An Indonesian man reads a newspaper featuring an article about US President-elect Donald Trump at a stall on November 10, 2016 in Medan, Indonesia.
Jefta Images | Barcroft Images | Barcroft Media | Getty Images
An Indonesian man reads a newspaper featuring an article about US President-elect Donald Trump at a stall on November 10, 2016 in Medan, Indonesia.

Emerging economies are set to slow this year as the U.S. Federal Reserve begins raising interest rates and there's a rising protectionist rhetoric in advanced economies , the International Monetary Fund warned on Monday.

While emerging and developing markets have benefited from rising commodity prices and capital inflows in the post-2000 period, the recovery from the North Atlantic financial crisis and China's attempts to re-balance its economy have reduced growth among commodity exporters. Now, rising protectionist rhetoric and the expected tightening of financial conditions pose new threats to emerging markets, the IMF noted in its World Economic Outlook report.

"Growth across emerging market and developing economies in recent years once again displays heterogeneity – a mix of tapering, standstills, reversals and continued strength in some cases. This change has taken place against a backdrop of fading external tailwinds, including waning potential growth in advanced economies, slowdown and rebalancing in China, and a shift in the commodity cycle that has affected commodity exporters," the Fund said in the report.
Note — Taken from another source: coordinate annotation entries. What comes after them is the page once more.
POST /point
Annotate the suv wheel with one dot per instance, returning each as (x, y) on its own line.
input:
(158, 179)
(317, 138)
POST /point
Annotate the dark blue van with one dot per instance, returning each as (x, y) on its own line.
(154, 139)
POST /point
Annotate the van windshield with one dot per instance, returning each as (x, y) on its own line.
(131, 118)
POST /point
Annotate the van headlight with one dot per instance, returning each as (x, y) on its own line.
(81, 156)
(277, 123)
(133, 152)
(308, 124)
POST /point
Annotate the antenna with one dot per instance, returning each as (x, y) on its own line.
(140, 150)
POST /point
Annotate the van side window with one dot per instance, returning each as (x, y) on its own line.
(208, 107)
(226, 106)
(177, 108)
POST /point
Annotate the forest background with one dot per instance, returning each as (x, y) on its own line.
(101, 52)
"Together with a risk of protectionism in advanced economies and tighter financial conditions as U.S. monetary policy normalizes, these changes make for a more challenging environment for emerging market and developing economies going forward," the report also said.

The IMF believes that emerging and developing markets, which now account for more than 75 percent of global growth in output and consumption, are facing the most complicated external environment than they have grown accustomed to in recent decades. However, the Fund pointed out that emerging economies have room to offset the impact of external conditions.

"Faced with a potentially less supportive external environment than in the past, emerging market and developing economies can get the most out of a weaker growth impulse from external conditions by strengthening their institutional frameworks and adopting a policy mix that protects trade integration; permits exchange rate flexibility; and ensures that vulnerabilities stemming from high current account deficits and external debt, as well as high public debt, are contained," the Fund advised in its report.